Feb 27

Part 68: The Patient Faithfulness of God

Todd Pruitt |Series: Genesis |Genesis 35:16-29 (chapter 36)

Chapter 35 of Genesis concludes by drawing the curtain on the account of Jacob’s life. Though he will not die for years to come, the narrative focus now shifts toward his descendants, especially Joseph. This section of chapter 35 consists mainly of three events: The birth of Benjamin and death of Rachel (vv. 16-21), Reuben’s outrageous sin at Eder (vv. 21-22a), and the death of Isaac at Hebron (vv. 27-29).

Some saints fly, as it were, into glory. Others walk. Still others limp into the kingdom. It is safe to say that Jacob limped in his final years. His struggle with the LORD had left him with a physical limp, of course. But that same impulse to struggle made his life an uneven testimony at best. There are moments when Jacob is an example to follow. And yet how often have we witnessed Jacob soar only to see him come crashing down to the ground spectacularly? Jacob proves the point that the hope of believers is bound up, not in their uneven obedience but in the patient covenant faithfulness of God.

Even chapter 36 – the record of Esau’s descendants – testifies to the faithfulness of God. The Bible does not include idle details. Nor does it tend to record the descendants of unbelievers such as Esau.

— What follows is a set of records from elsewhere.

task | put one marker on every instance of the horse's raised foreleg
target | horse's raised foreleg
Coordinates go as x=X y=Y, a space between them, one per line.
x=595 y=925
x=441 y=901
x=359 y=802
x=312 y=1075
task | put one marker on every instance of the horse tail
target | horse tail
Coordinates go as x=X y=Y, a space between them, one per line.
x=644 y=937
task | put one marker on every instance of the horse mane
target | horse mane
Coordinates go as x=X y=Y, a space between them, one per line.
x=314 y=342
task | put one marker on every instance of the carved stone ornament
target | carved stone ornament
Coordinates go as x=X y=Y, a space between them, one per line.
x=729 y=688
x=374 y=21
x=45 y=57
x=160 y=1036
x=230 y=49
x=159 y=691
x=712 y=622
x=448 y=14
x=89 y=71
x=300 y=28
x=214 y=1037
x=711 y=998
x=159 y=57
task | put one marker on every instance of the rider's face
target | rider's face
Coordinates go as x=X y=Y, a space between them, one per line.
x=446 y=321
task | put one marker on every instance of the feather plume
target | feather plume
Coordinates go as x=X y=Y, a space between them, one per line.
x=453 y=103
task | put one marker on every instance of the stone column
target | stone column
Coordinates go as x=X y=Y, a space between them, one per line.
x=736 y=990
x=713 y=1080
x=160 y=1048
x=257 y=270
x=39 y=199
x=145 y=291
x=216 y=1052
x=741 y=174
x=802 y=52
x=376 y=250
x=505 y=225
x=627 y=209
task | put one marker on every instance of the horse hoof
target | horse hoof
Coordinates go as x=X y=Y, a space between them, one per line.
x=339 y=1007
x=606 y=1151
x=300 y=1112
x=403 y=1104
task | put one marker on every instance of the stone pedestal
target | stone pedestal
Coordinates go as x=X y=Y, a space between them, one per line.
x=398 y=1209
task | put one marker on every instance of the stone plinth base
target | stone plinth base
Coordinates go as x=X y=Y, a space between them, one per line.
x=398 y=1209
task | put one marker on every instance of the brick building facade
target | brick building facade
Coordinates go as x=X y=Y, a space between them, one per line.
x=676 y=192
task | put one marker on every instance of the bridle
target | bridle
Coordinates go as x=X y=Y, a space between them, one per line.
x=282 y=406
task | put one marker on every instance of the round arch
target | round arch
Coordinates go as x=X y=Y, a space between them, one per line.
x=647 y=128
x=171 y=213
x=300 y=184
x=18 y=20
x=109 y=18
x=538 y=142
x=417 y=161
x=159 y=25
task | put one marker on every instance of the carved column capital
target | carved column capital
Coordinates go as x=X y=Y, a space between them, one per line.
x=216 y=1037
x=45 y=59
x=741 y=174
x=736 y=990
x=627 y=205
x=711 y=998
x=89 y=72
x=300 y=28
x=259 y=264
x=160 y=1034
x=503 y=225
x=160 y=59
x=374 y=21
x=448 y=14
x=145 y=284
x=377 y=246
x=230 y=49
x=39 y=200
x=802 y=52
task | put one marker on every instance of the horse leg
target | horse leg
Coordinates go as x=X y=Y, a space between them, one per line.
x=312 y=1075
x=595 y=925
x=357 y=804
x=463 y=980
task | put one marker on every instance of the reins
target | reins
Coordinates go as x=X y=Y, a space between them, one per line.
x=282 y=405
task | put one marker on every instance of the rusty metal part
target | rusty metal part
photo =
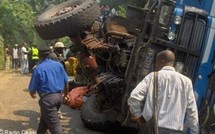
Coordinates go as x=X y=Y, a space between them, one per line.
x=96 y=45
x=65 y=10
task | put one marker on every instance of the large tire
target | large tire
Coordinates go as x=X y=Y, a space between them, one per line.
x=95 y=120
x=56 y=23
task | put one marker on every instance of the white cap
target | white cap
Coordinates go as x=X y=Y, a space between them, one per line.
x=59 y=45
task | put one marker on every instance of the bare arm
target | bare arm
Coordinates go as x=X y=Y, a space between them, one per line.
x=192 y=112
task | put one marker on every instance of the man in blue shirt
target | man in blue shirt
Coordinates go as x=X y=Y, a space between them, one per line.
x=49 y=80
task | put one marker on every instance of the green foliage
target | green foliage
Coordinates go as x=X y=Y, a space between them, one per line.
x=16 y=19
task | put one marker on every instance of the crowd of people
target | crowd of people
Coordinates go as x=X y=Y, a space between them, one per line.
x=24 y=58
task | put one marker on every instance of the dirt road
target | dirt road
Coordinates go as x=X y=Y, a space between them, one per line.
x=19 y=113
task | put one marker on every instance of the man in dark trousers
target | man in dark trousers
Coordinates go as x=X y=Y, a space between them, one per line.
x=175 y=98
x=49 y=80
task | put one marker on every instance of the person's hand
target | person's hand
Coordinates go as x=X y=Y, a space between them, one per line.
x=139 y=120
x=33 y=95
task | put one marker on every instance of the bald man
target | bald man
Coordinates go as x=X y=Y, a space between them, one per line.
x=175 y=98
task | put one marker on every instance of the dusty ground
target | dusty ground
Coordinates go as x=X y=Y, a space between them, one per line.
x=19 y=113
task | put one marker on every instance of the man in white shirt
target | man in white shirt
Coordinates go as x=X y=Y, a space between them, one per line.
x=15 y=57
x=24 y=54
x=175 y=98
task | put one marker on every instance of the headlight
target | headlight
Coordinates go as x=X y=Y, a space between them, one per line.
x=165 y=15
x=171 y=35
x=177 y=20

But I think at the most basic level, chapter 36 is there to give early proof that God would keep the promise he had made to Abraham and passed down to Jacob. God truly was going to make for himself a holy nation of men and woman from among all the nations. Even from the line of unbelieving Esau God would call a people to himself.

How gracious of the Lord to go about saving such a vast company of sinners throughout the ages. But is this not the covenant of grace first ratified with Abraham? The very covenant first spoken to Eve? Yes! This is the everlasting Covenant of Grace fulfilled by the life, death, and resurrection of the Lord Jesus. Even through the long-lasting consequences of grievous sin, God’s grace persists and even triumphs.